Ce que le numérique fait au support, il le fait aussi au dispositif. La mise en réseau et la calculabilité du support rend le dispositif environnemental. C’est ce qui me fait penser que ce qu’on appelle communément “le numérique”, est la contraction et la substantivation de ce qu’on peut désigner plus précisément par “le support numérique”. Tout ce qui est numérique relève du même substantif, le numérique. La réciprocité de ce glissement sémantique fonctionne pour le dispositif, quand Louise Merzeau le pense comme adjectif pour marquer son caractère diffus et environnemental. S’il était féminin, le dispositif serait dispositive. J’ai publié pour ma part dans un article récent l’application de cette approche dispositive sur un corpus littéraire collaboratif, approche particulièrement opérante pour mettre en évidence les dynamiques d’autorité à l’œuvre dans un dispositif transmédia d’écriture collaborative.

Avec la mutation du support d’écriture et de lecture, c’est la question de l’évolution du modèle épistémologique qui est posé. Comme on l’a vu, le modèle épistémologique est définit par les institutions de savoir, par les dispositifs et les techniques intellectuelles qu’elles mettent place, et par le supports d’inscription, définissant tout ensemble les modalités de la production et de la circulation du savoir.

Recherche action/création

Pour finir, j’aimerais illustrer ces réflexions très générales par les questions que pose le projet en cours de refonte de la revue Sens Public, une revue nativement numérique. Cette refonte articule plusieurs chantiers en dialogue : un chantier technique, un chantier éditorial, un chantier épistémologique, un chantier politique enfin, tant l’exploration de nouveaux modèles épistémologiques pour les revues savantes supposent un engagement politique.

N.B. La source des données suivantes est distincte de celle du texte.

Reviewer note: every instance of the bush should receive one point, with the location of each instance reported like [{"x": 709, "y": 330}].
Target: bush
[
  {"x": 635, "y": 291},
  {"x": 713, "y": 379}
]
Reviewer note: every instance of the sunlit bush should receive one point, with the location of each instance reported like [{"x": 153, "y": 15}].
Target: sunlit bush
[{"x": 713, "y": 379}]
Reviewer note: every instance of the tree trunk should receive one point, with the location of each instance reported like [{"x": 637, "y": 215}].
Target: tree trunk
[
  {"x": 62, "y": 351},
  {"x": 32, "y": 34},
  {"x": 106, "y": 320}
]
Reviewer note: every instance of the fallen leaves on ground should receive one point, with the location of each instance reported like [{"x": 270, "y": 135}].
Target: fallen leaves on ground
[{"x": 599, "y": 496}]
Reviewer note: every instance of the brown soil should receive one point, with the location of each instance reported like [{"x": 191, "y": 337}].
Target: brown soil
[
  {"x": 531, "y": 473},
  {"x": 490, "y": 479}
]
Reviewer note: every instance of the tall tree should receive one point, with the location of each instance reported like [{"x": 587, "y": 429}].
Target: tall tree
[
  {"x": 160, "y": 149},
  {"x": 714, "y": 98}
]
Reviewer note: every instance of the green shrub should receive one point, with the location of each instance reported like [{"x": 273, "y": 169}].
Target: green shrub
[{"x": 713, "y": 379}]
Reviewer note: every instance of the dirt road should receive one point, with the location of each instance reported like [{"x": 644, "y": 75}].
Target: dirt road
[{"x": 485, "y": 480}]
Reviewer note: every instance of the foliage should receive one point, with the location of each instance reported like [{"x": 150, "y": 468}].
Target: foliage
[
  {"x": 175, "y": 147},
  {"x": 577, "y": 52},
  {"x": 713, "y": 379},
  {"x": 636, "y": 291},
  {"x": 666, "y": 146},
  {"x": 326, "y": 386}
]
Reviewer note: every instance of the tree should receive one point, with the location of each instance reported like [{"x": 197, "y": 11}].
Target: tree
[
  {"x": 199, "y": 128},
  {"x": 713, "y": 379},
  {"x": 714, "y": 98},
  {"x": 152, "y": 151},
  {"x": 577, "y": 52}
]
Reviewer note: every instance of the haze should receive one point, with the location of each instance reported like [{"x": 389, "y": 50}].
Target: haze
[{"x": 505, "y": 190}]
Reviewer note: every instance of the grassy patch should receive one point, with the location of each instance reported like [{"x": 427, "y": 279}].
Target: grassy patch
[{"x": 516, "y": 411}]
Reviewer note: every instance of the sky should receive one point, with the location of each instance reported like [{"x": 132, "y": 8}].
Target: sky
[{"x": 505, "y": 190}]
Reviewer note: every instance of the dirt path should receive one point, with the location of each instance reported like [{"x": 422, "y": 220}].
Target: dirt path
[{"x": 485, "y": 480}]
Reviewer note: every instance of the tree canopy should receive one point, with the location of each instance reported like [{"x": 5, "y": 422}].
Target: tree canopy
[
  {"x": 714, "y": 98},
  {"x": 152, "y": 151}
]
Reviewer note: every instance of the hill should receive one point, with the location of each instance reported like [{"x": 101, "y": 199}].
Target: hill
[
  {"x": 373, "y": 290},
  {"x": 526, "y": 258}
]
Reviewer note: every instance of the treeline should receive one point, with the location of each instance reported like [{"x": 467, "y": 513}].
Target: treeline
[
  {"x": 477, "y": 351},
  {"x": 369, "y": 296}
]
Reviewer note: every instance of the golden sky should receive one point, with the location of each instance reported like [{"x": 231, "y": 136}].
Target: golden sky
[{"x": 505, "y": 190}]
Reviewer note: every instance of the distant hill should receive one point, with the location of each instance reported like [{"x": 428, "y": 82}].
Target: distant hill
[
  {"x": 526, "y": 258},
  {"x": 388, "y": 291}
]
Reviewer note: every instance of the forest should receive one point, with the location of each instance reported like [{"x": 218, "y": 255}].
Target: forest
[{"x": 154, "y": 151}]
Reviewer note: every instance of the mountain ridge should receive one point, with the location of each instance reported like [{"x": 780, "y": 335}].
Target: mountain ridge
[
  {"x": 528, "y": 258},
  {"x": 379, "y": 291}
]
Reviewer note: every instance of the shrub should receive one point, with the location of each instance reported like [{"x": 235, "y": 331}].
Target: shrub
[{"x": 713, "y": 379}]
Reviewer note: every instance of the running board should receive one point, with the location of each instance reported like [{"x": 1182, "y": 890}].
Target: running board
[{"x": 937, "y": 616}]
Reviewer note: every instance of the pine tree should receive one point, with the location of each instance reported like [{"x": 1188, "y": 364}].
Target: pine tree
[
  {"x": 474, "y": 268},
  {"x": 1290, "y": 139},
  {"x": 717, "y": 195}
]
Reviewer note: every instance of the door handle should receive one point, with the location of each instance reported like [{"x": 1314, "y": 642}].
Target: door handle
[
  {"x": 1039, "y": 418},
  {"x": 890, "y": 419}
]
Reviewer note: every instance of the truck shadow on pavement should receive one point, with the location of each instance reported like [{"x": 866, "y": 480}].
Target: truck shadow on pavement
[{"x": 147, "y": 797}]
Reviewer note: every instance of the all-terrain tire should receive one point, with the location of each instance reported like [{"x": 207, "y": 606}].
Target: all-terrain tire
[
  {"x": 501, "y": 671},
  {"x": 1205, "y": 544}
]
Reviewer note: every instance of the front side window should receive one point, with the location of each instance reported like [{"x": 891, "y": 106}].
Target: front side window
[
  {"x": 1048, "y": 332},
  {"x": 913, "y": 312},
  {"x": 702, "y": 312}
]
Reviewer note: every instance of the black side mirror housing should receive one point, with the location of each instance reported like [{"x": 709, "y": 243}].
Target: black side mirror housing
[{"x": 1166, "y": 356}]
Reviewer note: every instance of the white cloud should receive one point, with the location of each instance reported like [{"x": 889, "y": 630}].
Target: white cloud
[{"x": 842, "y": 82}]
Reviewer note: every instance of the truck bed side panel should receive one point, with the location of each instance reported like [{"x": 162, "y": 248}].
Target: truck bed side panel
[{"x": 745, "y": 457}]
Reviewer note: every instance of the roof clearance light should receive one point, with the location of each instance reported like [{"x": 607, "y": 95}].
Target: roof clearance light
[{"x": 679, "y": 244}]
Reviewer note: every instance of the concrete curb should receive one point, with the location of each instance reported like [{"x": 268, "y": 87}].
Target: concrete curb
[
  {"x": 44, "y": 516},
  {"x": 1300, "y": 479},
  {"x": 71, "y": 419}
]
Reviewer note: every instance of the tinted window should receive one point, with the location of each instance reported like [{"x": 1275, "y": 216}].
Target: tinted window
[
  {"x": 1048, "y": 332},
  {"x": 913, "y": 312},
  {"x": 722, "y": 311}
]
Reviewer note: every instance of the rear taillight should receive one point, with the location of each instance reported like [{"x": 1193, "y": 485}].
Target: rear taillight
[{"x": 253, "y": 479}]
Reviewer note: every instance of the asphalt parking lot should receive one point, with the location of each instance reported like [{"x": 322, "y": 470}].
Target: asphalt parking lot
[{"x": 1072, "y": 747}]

Je m’arrêterai sur une seule des multiples questions que le projet soulève : la question du statut des textes dans le processus d’édition numérique. Le modèle épistémologique de la revue et de la science en général repose en effet sur une rupture radicale entre la production du texte (son processus d’écriture) et sa publication. Le modèle d’élaboration des connaissances est ainsi entièrement tourné vers la stabilisation du texte pour publication. Ce que permet la stabilité, c’est la référence et tout le système bibliographique qui s’est mis en place pour l’institutionnaliser. En effet cette référence et son institutionnalisation sont les conditions du partage d’un socle commun de connaissances au sein d’une communauté de savoir. La possibilité de s’y référer procure au texte une autorité et une authenticité nécessaires à une réflexion commune.

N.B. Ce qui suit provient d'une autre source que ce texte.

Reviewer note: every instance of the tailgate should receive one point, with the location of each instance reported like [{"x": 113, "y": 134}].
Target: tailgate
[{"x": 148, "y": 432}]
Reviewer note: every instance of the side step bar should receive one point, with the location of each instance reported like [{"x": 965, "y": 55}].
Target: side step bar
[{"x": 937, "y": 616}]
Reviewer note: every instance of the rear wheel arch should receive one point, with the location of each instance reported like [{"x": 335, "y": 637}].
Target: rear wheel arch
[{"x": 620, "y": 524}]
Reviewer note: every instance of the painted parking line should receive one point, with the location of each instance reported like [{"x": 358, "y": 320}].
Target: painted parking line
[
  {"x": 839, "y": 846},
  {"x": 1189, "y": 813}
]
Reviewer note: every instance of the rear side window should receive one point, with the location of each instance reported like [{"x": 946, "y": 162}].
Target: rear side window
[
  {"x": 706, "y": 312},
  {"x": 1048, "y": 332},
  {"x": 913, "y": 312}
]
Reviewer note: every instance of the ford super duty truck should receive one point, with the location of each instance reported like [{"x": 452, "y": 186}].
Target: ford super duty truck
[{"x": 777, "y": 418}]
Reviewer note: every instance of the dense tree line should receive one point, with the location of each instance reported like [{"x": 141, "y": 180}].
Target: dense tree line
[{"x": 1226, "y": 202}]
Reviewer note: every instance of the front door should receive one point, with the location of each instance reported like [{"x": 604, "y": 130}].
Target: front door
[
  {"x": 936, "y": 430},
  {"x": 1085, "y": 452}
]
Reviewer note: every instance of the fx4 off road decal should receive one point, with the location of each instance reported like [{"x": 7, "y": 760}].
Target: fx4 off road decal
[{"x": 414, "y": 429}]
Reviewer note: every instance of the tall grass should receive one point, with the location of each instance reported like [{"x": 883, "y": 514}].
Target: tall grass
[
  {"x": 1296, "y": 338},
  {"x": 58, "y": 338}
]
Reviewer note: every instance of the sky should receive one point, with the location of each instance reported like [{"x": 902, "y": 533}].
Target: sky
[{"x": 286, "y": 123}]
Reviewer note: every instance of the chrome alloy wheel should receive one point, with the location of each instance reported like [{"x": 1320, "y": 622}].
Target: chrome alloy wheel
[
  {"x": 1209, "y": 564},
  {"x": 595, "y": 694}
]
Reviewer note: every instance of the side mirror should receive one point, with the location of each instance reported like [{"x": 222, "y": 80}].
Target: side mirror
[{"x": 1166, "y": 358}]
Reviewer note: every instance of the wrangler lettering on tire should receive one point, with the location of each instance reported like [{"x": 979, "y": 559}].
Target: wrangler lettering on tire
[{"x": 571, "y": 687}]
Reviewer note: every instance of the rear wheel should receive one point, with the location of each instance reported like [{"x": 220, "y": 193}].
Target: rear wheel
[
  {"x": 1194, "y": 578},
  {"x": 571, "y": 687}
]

Or la calculabilité du support numérique confère au texte une instabilité intrinsèque, une liquidité nouvelle tout à fait disruptive vis-à-vis du modèle épistémologique traditionnel. Dans ce modèle, le texte liquide est ingérable, la référence impossible, l’autorité diffuse. Pourtant les dispositifs de publication récents permettent justement de gérer à la fois le texte liquide, le traçage de ses différents états et statuts, c’est-à-dire leurs références, et même la collaboration multi-auteur sur un même texte. Ils permettraient donc dans le principe d’envisager un modèle épistémologique fondé non pas sur la stabilité du texte mais sur sa liquidité.

Je ne me prononcerai pas ici sur cette question, mais j’espère avoir illustré par une question très précise en quoi le support numérique vient bouleverser notre manière de faire de la recherche, d’écrire, de lire et finalement de penser.